I'm not just talking about promoting conservation and offering incentives for people to buy hybrids and stuff like that. I'm talking about some radical thinking that could finally ease the epic commutes that are wasting so much time and fuel.
"Studies show that you only need to take 5% of cars off the road to make a difference," said Sarah Catz, director of UC Irvine's Center for Urban Infrastructure. "I remember the 1984 Olympics. I could just sail down the 405."
These days, it's an Olympic event simply getting to work.
American drivers spent 4.2 billion hours stuck in traffic in 2005, according to a recent report from the Texas Transportation Institute. That's about 38 hours per driver, or nearly an entire workweek.
The institute estimates that all this congestion resulted in 2.9 billion gallons of wasted fuel, or about 26 gallons per driver. Factor in lost productivity, and you have an economic hit to the nation of more than $78 billion.
Not surprisingly, the Los Angeles metro area took the booby prize for worst commute, with drivers languishing an average of 72 hours a year in traffic jams -- whole days of your life that you'll never get back.
Similarly soul-crushing commutes can be found in the San Francisco Bay Area, Atlanta, Washington and Dallas.
One answer, of course, is public transportation. But that seems to be one of those things that most of us support in the abstract but don't make use of on a regular (or even semi-regular) basis.
I'm no exception. I rationalize my commitment to my car by telling myself that if we just had a comprehensive subway system like in New York or London or Tokyo, I'd be more than happy to leave my wheels at home.
But we don't, so I don't.
With the economy on the skids and state and local officials struggling to balance their budgets, I'm not holding my breath that we'll see a vast, multibillion-dollar expansion of public transportation.
Nor do I think that Detroit will make more than a token effort at developing more fuel-efficient technologies that would significantly improve mileage. Big automakers will have to be dragged screaming and kicking into the future.
The only realistic answer I see to runaway fuel costs is to get us off the road more quickly. And that means cutting our commutes.
Let's take advantage of what we have (a rapidly growing broadband data network) rather than waiting for what we don't (a world-class, totally convenient public transportation system and cars that get 75 miles per gallon).

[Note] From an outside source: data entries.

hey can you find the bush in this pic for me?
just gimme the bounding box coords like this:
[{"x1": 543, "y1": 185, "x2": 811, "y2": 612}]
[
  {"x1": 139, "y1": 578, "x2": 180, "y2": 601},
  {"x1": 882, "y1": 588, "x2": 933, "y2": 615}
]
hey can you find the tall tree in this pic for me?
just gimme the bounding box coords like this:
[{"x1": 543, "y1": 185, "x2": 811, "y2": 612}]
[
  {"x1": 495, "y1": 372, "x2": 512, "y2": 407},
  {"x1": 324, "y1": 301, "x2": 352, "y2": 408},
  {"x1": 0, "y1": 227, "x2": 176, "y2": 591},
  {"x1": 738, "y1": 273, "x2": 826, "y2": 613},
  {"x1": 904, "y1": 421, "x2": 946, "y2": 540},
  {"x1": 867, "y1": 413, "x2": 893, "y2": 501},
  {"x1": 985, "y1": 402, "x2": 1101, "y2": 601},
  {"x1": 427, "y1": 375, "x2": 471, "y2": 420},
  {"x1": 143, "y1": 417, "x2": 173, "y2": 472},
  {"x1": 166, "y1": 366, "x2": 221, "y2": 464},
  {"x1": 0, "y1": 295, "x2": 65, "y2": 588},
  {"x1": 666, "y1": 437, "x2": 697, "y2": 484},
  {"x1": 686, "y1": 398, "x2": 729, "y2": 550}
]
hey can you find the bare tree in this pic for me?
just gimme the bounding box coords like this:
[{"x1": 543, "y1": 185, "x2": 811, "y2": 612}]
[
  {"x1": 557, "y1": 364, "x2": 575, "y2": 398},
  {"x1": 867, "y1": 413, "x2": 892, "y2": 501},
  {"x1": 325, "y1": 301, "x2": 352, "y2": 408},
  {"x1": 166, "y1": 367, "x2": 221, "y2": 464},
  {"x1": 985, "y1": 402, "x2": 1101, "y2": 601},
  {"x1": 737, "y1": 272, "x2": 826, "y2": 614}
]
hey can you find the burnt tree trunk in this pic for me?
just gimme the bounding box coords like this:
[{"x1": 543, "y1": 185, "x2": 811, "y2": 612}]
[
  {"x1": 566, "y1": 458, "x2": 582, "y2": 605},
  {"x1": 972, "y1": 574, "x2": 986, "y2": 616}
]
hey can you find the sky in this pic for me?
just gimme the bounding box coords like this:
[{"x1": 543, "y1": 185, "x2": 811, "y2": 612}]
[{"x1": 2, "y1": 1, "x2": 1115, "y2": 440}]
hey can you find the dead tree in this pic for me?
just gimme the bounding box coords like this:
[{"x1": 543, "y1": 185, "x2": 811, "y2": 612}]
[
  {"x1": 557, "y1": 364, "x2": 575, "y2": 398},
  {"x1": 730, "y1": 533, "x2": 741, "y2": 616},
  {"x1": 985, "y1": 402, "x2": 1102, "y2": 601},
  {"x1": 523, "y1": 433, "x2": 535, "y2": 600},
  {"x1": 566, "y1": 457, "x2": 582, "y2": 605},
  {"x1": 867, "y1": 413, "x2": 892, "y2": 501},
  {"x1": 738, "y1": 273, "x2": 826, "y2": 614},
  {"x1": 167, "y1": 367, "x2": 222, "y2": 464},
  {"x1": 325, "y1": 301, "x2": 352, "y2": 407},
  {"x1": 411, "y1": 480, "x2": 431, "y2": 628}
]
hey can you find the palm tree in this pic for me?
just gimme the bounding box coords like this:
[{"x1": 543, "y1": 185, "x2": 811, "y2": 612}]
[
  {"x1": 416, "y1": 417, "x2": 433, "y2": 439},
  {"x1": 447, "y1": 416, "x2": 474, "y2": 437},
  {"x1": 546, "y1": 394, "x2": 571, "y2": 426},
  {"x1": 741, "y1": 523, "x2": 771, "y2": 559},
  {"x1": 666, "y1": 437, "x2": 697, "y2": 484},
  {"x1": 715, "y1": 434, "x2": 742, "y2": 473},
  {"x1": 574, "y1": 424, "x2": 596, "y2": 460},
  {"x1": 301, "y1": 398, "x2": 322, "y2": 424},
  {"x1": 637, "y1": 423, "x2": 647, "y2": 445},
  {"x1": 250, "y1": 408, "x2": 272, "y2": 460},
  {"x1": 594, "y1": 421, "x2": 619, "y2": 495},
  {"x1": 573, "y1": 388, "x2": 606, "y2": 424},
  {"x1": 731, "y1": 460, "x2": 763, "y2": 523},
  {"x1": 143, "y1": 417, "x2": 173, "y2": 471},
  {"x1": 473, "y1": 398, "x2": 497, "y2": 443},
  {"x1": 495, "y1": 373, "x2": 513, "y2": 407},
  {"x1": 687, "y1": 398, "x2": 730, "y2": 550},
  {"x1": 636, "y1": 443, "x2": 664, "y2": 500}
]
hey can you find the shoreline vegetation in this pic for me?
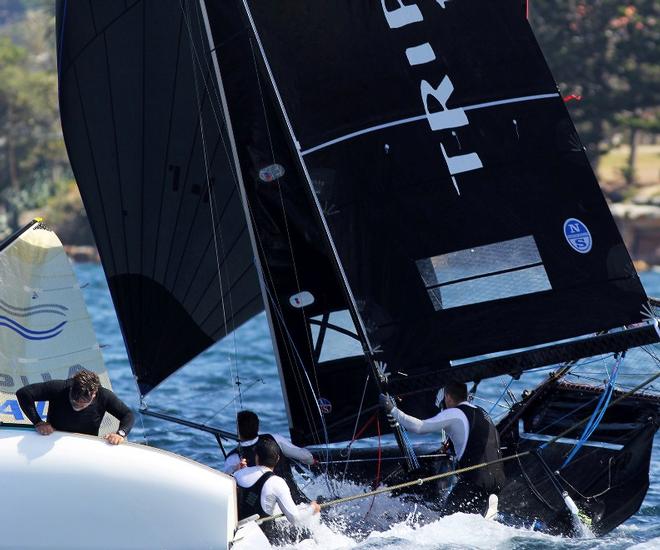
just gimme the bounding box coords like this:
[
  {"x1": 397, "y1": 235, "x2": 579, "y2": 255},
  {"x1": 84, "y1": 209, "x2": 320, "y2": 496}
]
[{"x1": 0, "y1": 2, "x2": 658, "y2": 264}]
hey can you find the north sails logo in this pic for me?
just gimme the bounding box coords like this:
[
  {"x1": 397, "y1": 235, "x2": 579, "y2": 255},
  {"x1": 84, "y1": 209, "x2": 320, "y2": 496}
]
[
  {"x1": 381, "y1": 0, "x2": 483, "y2": 194},
  {"x1": 563, "y1": 218, "x2": 592, "y2": 253}
]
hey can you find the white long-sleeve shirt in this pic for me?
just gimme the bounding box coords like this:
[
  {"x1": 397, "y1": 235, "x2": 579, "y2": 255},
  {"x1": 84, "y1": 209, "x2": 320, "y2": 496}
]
[
  {"x1": 223, "y1": 433, "x2": 314, "y2": 474},
  {"x1": 390, "y1": 401, "x2": 475, "y2": 460},
  {"x1": 233, "y1": 465, "x2": 315, "y2": 525}
]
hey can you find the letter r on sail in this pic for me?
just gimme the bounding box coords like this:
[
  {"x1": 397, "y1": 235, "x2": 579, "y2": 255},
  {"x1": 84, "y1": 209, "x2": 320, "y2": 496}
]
[{"x1": 421, "y1": 77, "x2": 469, "y2": 131}]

First, we need to accept that a lot of work no longer has to be done at work. Thanks to the Internet, BlackBerrys and other info-tech advances, many people can be just as productive at home as they can at the office, and sometimes even more so.
I'm not saying that we should all go off-leash. But I am saying that employers could trust workers enough to experiment with one remote day a week -- work-at-home Wednesday, for instance.
I now spend about $45 a week filling my tank, and I use my car almost exclusively for work. Staying at home one day a week would save me about $9, or $468 a year. In a sense, that's a $468 annual raise my employer could give me without having to reach into its pockets. Talk about a win-win.
Meanwhile, local governments could give businesses tax breaks or credits to establish branch offices. Sure, you'd still have to get to the head office from time to time. But why should someone who lives on the Westside or in the Valley have to commute to downtown L.A. every day?
Let's say that any company with more than 1,000 employees would be eligible for a tax incentive if it opened branch offices that reduced people's commutes to 10 miles or less.
Additional tax breaks could be offered for setting up videoconferencing facilities to eliminate the need for you-are-there meetings.
"This is all very feasible," said UC Irvine's Catz. "All we need to do is get the public and private sectors working together."
Or we could just keep waiting for that world-class subway to materialize. Your call.